Thirunavukarasu Arun James, Mahmood Shathar, Malem Andrew, Foster William Paul, Sanghera Rohan, Hassan Refaat, Zhou Sean, Wong Shiao Wei, Wong Yee Ling, Chong Yu Jeat, Shakeel Abdullah, Chang Yin-Hsi, Tan Benjamin Kye Jyn, Jain Nikhil, Tan Ting Fang, Rauz Saaeha, Ting Daniel Shu Wei, Ting Darren Shu Jeng
University of Cambridge School of Clinical Medicine, Cambridge, United Kingdom.
Oxford University Clinical Academic Graduate School, University of Oxford, Oxford, United Kingdom.
PLOS Digit Health. 2024 Apr 17;3(4):e0000341. doi: 10.1371/journal.pdig.0000341. eCollection 2024 Apr.
Large language models (LLMs) underlie remarkable recent advanced in natural language processing, and they are beginning to be applied in clinical contexts. We aimed to evaluate the clinical potential of state-of-the-art LLMs in ophthalmology using a more robust benchmark than raw examination scores. We trialled GPT-3.5 and GPT-4 on 347 ophthalmology questions before GPT-3.5, GPT-4, PaLM 2, LLaMA, expert ophthalmologists, and doctors in training were trialled on a mock examination of 87 questions. Performance was analysed with respect to question subject and type (first order recall and higher order reasoning). Masked ophthalmologists graded the accuracy, relevance, and overall preference of GPT-3.5 and GPT-4 responses to the same questions. The performance of GPT-4 (69%) was superior to GPT-3.5 (48%), LLaMA (32%), and PaLM 2 (56%). GPT-4 compared favourably with expert ophthalmologists (median 76%, range 64-90%), ophthalmology trainees (median 59%, range 57-63%), and unspecialised junior doctors (median 43%, range 41-44%). Low agreement between LLMs and doctors reflected idiosyncratic differences in knowledge and reasoning with overall consistency across subjects and types (p>0.05). All ophthalmologists preferred GPT-4 responses over GPT-3.5 and rated the accuracy and relevance of GPT-4 as higher (p<0.05). LLMs are approaching expert-level knowledge and reasoning skills in ophthalmology. In view of the comparable or superior performance to trainee-grade ophthalmologists and unspecialised junior doctors, state-of-the-art LLMs such as GPT-4 may provide useful medical advice and assistance where access to expert ophthalmologists is limited. Clinical benchmarks provide useful assays of LLM capabilities in healthcare before clinical trials can be designed and conducted.

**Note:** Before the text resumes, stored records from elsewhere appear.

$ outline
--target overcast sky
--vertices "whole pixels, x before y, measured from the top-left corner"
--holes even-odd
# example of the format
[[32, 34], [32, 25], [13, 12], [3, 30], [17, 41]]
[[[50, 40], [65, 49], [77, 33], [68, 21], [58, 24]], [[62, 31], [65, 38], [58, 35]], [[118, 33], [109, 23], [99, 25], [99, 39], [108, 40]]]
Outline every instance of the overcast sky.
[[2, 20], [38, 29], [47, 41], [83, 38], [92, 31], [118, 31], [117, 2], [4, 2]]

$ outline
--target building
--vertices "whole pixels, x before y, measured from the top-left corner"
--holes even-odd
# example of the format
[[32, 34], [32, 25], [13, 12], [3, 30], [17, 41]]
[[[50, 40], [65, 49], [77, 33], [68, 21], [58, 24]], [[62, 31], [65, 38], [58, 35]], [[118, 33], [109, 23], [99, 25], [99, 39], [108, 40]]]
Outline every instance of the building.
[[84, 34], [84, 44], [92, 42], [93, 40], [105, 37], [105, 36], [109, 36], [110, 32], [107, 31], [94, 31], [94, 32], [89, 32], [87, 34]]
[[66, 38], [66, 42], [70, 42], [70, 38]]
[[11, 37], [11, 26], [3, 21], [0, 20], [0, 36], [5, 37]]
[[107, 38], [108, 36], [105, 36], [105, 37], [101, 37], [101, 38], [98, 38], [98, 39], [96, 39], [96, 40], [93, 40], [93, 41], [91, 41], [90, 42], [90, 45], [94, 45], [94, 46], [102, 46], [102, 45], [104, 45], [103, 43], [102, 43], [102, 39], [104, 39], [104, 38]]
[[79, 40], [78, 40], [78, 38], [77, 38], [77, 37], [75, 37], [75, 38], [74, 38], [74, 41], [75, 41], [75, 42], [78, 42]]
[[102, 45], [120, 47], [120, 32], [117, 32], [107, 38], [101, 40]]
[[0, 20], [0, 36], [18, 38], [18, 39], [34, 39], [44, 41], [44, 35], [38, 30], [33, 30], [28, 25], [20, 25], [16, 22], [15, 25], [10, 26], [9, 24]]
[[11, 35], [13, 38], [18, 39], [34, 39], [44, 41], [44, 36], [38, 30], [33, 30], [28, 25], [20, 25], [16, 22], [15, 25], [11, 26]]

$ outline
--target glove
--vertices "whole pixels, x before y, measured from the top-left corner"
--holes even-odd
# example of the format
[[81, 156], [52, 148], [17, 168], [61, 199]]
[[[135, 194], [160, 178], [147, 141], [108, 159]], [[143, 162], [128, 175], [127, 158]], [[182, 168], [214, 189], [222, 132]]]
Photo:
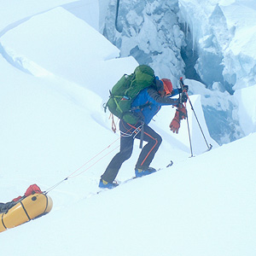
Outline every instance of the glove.
[[175, 116], [171, 122], [169, 127], [171, 128], [171, 131], [174, 133], [177, 133], [178, 129], [180, 127], [180, 119], [179, 119], [179, 112], [178, 110], [176, 110]]
[[[185, 91], [187, 91], [187, 92], [189, 91], [189, 85], [184, 85], [183, 88], [184, 88]], [[178, 88], [178, 92], [182, 93], [183, 90], [181, 88]]]
[[180, 119], [185, 119], [187, 118], [187, 109], [183, 106], [183, 104], [179, 104], [178, 108], [178, 117]]

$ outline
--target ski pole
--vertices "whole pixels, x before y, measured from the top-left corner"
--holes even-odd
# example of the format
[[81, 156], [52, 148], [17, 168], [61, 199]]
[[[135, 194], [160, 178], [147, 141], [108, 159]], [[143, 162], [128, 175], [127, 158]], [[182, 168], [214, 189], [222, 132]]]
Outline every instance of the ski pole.
[[[182, 79], [182, 78], [181, 78]], [[184, 90], [184, 84], [183, 83], [180, 83], [180, 86], [181, 86], [181, 89], [182, 89], [182, 93], [181, 95], [179, 96], [179, 102], [180, 104], [183, 104], [183, 96], [185, 92], [185, 90]], [[185, 107], [186, 107], [186, 112], [187, 112], [187, 125], [188, 125], [188, 132], [189, 132], [189, 146], [190, 146], [190, 153], [191, 153], [191, 156], [190, 157], [193, 157], [193, 149], [192, 149], [192, 142], [191, 142], [191, 136], [190, 136], [190, 129], [189, 129], [189, 117], [188, 117], [188, 111], [187, 111], [187, 105], [185, 104]]]
[[204, 132], [203, 132], [203, 131], [202, 131], [202, 129], [201, 129], [201, 125], [200, 125], [200, 123], [199, 123], [199, 120], [198, 120], [198, 118], [197, 118], [196, 113], [195, 113], [195, 109], [194, 109], [194, 108], [193, 108], [193, 105], [192, 105], [192, 103], [191, 103], [191, 102], [190, 102], [190, 99], [189, 99], [189, 97], [188, 92], [187, 92], [186, 90], [183, 90], [185, 84], [184, 84], [184, 82], [183, 82], [183, 78], [180, 78], [180, 79], [179, 79], [179, 82], [180, 82], [180, 84], [181, 84], [181, 87], [182, 87], [183, 91], [184, 91], [184, 93], [186, 94], [186, 96], [187, 96], [187, 97], [188, 97], [188, 100], [189, 100], [189, 104], [190, 104], [191, 109], [192, 109], [192, 111], [193, 111], [193, 113], [194, 113], [194, 114], [195, 114], [195, 119], [196, 119], [196, 121], [197, 121], [197, 124], [198, 124], [198, 125], [199, 125], [199, 128], [200, 128], [200, 130], [201, 130], [201, 134], [202, 134], [202, 136], [203, 136], [203, 137], [204, 137], [204, 140], [205, 140], [205, 142], [206, 142], [206, 144], [207, 144], [207, 148], [208, 148], [208, 151], [209, 151], [209, 150], [212, 149], [212, 144], [208, 144], [208, 143], [207, 143], [207, 138], [206, 138], [206, 137], [205, 137], [205, 134], [204, 134]]

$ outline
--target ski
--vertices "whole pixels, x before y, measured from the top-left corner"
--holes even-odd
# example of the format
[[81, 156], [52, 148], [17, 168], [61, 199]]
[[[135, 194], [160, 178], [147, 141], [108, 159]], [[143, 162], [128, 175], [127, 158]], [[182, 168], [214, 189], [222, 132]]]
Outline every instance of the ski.
[[[161, 170], [166, 169], [166, 168], [169, 168], [169, 167], [171, 167], [172, 165], [173, 165], [173, 161], [171, 160], [171, 162], [170, 162], [166, 166], [165, 166], [165, 167], [160, 167], [160, 168], [157, 169], [156, 172], [157, 172], [161, 171]], [[154, 172], [153, 172], [153, 173], [154, 173]], [[149, 175], [150, 175], [150, 174], [149, 174]], [[145, 175], [145, 176], [148, 176], [148, 175]], [[130, 178], [128, 178], [128, 179], [126, 179], [126, 180], [125, 180], [125, 181], [123, 181], [123, 182], [119, 182], [119, 183], [118, 183], [119, 185], [121, 185], [121, 184], [124, 184], [124, 183], [127, 183], [128, 182], [130, 182], [130, 181], [131, 181], [131, 180], [133, 180], [133, 179], [139, 178], [139, 177], [145, 177], [145, 176], [142, 176], [142, 177], [136, 177], [136, 176], [134, 176], [134, 177], [130, 177]], [[119, 186], [116, 186], [115, 188], [117, 188], [117, 187], [119, 187]], [[114, 188], [113, 188], [113, 189], [114, 189]], [[111, 189], [101, 189], [101, 190], [99, 190], [99, 191], [97, 192], [97, 194], [100, 194], [100, 193], [102, 193], [102, 192], [103, 192], [103, 191], [106, 191], [106, 190], [111, 190]]]

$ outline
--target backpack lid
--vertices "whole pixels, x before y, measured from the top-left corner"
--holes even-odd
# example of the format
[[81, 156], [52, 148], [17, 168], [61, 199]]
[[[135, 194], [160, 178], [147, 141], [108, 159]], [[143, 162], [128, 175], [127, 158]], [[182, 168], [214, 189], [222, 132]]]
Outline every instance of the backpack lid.
[[154, 70], [148, 65], [139, 65], [138, 67], [137, 67], [134, 70], [134, 73], [137, 74], [138, 73], [146, 73], [152, 77], [154, 77]]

大语言模型(LLMs)是近期自然语言处理领域取得显著进展的基础,并且它们开始被应用于临床环境。我们旨在使用比原始考试分数更可靠的基准来评估最先进的大语言模型在眼科领域的临床潜力。我们让GPT-3.5和GPT-4回答了347个眼科问题,然后让GPT-3.5、GPT-4、PaLM 2、LLaMA、眼科专家和实习医生参加了一场包含87个问题的模拟考试。根据问题主题和类型(一阶回忆和高阶推理)对表现进行了分析。蒙面眼科医生对GPT-3.5和GPT-4对相同问题的回答的准确性、相关性和总体偏好进行了评分。GPT-4的表现(69%)优于GPT-3.5(48%)、LLaMA(32%)和PaLM 2(56%)。GPT-4与眼科专家(中位数76%,范围64 - 90%)、眼科实习生(中位数59%,范围57 - 63%)和非专科初级医生(中位数43%,范围41 - 44%)相比表现良好。大语言模型和医生之间的一致性较低,反映出知识和推理方面的特质差异,而在不同主题和类型之间总体具有一致性(p>0.05)。所有眼科医生都更喜欢GPT-4的回答而不是GPT-3.5的回答,并认为GPT-4的准确性和相关性更高(p<0.05)。大语言模型在眼科领域正接近专家级的知识和推理技能。鉴于其与实习级眼科医生和非专科初级医生相当或更优的表现,像GPT-4这样的最先进大语言模型在获取专家眼科医生有限的情况下可能提供有用的医疗建议和帮助。临床基准为在设计和开展临床试验之前评估大语言模型在医疗保健中的能力提供了有用的分析方法。